The Military Coalition Keeps Up the Fire on Concurrent Receipt
By: Mark Belinsky
The Military Coalition (TMC), a group of military and veteran service organizations representing a combined 5.5 million-plus membership, recently signed two important letters of support in the fight for concurrent receipt.
MOAA, a co-chair of the 34-member TMC, already has expressed its support for both measures:
- H.R. 333, the Disabled Veterans Tax Termination Act, is sponsored by Rep. Sanford Bishop (D-Ga.) and essentially aims to fix the financial injustice of concurrent receipt for all retired personnel. It is a “Hail Mary” pass worth your support, addressing the unjust offset in one large piece of legislation with a price tag over $30 billion over 10 years.
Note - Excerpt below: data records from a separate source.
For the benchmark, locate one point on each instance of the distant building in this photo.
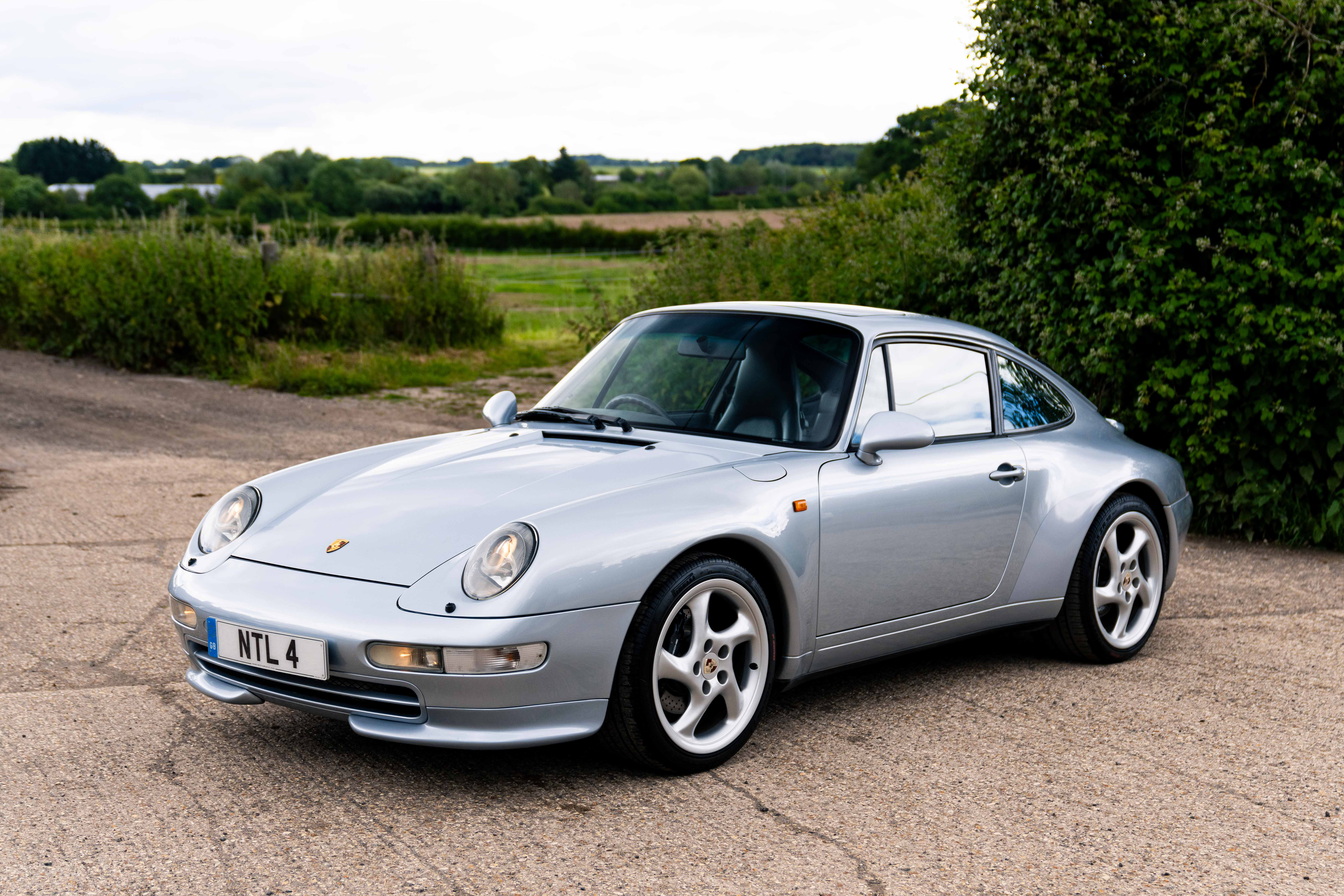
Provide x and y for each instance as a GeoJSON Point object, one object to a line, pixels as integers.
{"type": "Point", "coordinates": [154, 191]}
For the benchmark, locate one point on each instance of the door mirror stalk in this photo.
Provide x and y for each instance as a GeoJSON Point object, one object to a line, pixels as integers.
{"type": "Point", "coordinates": [892, 432]}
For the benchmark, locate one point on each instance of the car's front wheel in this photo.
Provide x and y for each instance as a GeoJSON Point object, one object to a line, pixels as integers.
{"type": "Point", "coordinates": [1116, 592]}
{"type": "Point", "coordinates": [695, 671]}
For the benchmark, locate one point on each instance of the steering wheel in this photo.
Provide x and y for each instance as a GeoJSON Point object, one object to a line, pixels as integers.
{"type": "Point", "coordinates": [647, 404]}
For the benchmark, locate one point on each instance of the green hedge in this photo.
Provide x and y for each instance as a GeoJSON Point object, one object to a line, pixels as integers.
{"type": "Point", "coordinates": [470, 232]}
{"type": "Point", "coordinates": [1155, 206]}
{"type": "Point", "coordinates": [170, 300]}
{"type": "Point", "coordinates": [1152, 202]}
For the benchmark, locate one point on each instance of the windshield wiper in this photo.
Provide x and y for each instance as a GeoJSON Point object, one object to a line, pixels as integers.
{"type": "Point", "coordinates": [570, 416]}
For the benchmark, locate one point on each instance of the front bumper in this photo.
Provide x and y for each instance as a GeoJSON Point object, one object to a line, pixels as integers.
{"type": "Point", "coordinates": [565, 699]}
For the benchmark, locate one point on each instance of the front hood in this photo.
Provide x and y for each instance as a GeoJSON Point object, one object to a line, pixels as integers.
{"type": "Point", "coordinates": [408, 514]}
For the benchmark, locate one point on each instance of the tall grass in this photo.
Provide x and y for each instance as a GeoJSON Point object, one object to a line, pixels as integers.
{"type": "Point", "coordinates": [163, 299]}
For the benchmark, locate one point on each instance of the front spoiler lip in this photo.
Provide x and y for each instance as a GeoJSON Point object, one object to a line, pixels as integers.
{"type": "Point", "coordinates": [509, 729]}
{"type": "Point", "coordinates": [218, 688]}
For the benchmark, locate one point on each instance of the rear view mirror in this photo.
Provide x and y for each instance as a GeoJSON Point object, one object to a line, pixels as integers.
{"type": "Point", "coordinates": [893, 430]}
{"type": "Point", "coordinates": [502, 409]}
{"type": "Point", "coordinates": [709, 347]}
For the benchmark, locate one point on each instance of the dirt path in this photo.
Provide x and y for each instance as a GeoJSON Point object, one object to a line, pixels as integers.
{"type": "Point", "coordinates": [1210, 765]}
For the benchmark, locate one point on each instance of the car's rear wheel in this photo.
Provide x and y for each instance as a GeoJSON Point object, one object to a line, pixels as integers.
{"type": "Point", "coordinates": [695, 671]}
{"type": "Point", "coordinates": [1116, 592]}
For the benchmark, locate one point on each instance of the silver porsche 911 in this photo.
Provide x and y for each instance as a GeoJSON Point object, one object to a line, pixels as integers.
{"type": "Point", "coordinates": [717, 503]}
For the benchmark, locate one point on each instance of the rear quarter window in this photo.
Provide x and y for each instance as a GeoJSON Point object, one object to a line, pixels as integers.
{"type": "Point", "coordinates": [1030, 401]}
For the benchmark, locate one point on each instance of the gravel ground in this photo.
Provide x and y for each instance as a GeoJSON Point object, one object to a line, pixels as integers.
{"type": "Point", "coordinates": [1210, 765]}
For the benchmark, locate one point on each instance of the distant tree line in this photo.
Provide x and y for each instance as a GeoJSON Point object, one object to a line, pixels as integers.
{"type": "Point", "coordinates": [291, 185]}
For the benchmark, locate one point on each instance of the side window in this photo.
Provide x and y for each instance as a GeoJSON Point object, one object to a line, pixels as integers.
{"type": "Point", "coordinates": [945, 386]}
{"type": "Point", "coordinates": [1030, 401]}
{"type": "Point", "coordinates": [874, 392]}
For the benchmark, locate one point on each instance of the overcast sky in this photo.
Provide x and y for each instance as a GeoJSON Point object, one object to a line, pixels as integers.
{"type": "Point", "coordinates": [492, 81]}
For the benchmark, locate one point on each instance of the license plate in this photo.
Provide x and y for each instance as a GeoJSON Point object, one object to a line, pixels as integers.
{"type": "Point", "coordinates": [265, 649]}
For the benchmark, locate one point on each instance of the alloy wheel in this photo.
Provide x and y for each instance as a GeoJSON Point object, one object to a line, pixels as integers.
{"type": "Point", "coordinates": [709, 672]}
{"type": "Point", "coordinates": [1128, 581]}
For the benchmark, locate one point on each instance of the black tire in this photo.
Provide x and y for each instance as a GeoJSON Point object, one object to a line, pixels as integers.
{"type": "Point", "coordinates": [1077, 633]}
{"type": "Point", "coordinates": [634, 730]}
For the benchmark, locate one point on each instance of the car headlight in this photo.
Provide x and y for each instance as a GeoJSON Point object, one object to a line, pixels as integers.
{"type": "Point", "coordinates": [229, 519]}
{"type": "Point", "coordinates": [499, 561]}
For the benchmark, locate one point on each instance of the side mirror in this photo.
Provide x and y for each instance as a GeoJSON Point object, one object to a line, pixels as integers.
{"type": "Point", "coordinates": [502, 409]}
{"type": "Point", "coordinates": [893, 430]}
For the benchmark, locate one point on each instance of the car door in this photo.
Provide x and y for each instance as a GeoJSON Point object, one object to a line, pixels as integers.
{"type": "Point", "coordinates": [928, 529]}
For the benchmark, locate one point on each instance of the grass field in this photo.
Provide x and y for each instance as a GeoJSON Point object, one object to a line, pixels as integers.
{"type": "Point", "coordinates": [537, 295]}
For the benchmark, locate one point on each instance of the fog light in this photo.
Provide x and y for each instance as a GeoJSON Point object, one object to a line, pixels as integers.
{"type": "Point", "coordinates": [183, 613]}
{"type": "Point", "coordinates": [404, 656]}
{"type": "Point", "coordinates": [479, 661]}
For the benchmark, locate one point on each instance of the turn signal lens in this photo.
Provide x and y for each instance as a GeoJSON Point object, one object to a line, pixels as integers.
{"type": "Point", "coordinates": [183, 613]}
{"type": "Point", "coordinates": [404, 656]}
{"type": "Point", "coordinates": [479, 661]}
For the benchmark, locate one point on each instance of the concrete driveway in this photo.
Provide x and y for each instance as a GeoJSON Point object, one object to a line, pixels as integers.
{"type": "Point", "coordinates": [1210, 765]}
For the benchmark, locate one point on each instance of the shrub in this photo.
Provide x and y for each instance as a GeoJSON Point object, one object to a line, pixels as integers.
{"type": "Point", "coordinates": [468, 232]}
{"type": "Point", "coordinates": [122, 195]}
{"type": "Point", "coordinates": [1155, 206]}
{"type": "Point", "coordinates": [162, 299]}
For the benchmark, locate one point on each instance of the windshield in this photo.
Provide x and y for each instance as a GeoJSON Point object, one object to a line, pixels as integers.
{"type": "Point", "coordinates": [750, 377]}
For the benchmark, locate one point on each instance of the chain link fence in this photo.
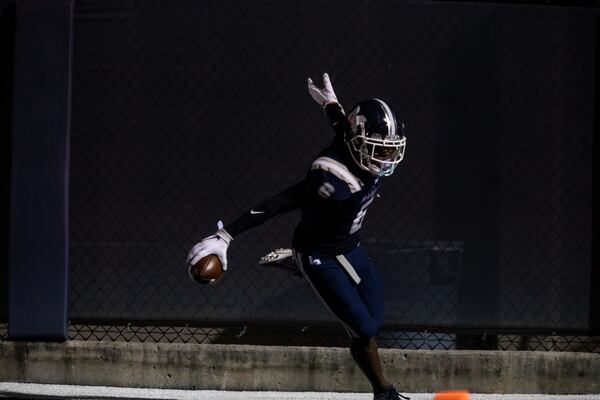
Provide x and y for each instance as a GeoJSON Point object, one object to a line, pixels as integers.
{"type": "Point", "coordinates": [185, 113]}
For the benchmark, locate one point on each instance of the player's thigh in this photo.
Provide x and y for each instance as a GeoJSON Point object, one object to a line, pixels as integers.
{"type": "Point", "coordinates": [338, 292]}
{"type": "Point", "coordinates": [370, 288]}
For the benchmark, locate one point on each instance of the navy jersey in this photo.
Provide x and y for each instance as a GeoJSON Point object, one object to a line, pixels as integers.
{"type": "Point", "coordinates": [333, 199]}
{"type": "Point", "coordinates": [338, 195]}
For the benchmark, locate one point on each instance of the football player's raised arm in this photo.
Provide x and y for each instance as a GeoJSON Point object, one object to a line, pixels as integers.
{"type": "Point", "coordinates": [286, 201]}
{"type": "Point", "coordinates": [337, 119]}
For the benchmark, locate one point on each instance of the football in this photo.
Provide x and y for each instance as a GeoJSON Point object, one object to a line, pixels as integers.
{"type": "Point", "coordinates": [207, 270]}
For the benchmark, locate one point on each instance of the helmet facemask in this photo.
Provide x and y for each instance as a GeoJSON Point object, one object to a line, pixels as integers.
{"type": "Point", "coordinates": [378, 156]}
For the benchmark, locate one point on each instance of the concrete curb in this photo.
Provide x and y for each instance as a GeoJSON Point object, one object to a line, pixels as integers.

- H.R. 5995, the Major Richard Star Act, is sponsored by Rep. Gus Bilirakis (R-Fla.) and is smaller (estimated at $2 billion over 10 years). The bill and its Senate companion, S. 3393, offer an incremental approach for concurrent receipt and initially address those forced to medically retire from a combat injury.
Parallel TMC efforts on these bills are critical to making long-overdue progress on concurrent receipt; the last progress on the issue was over a decade ago. The incremental approach of the Star Act presents a partial solution for concurrent receipt at a reduced cost, offering up categories into bite-size bills with each category serving as a milestone to reaching total repeal, a goal shared by MOAA and the TMC.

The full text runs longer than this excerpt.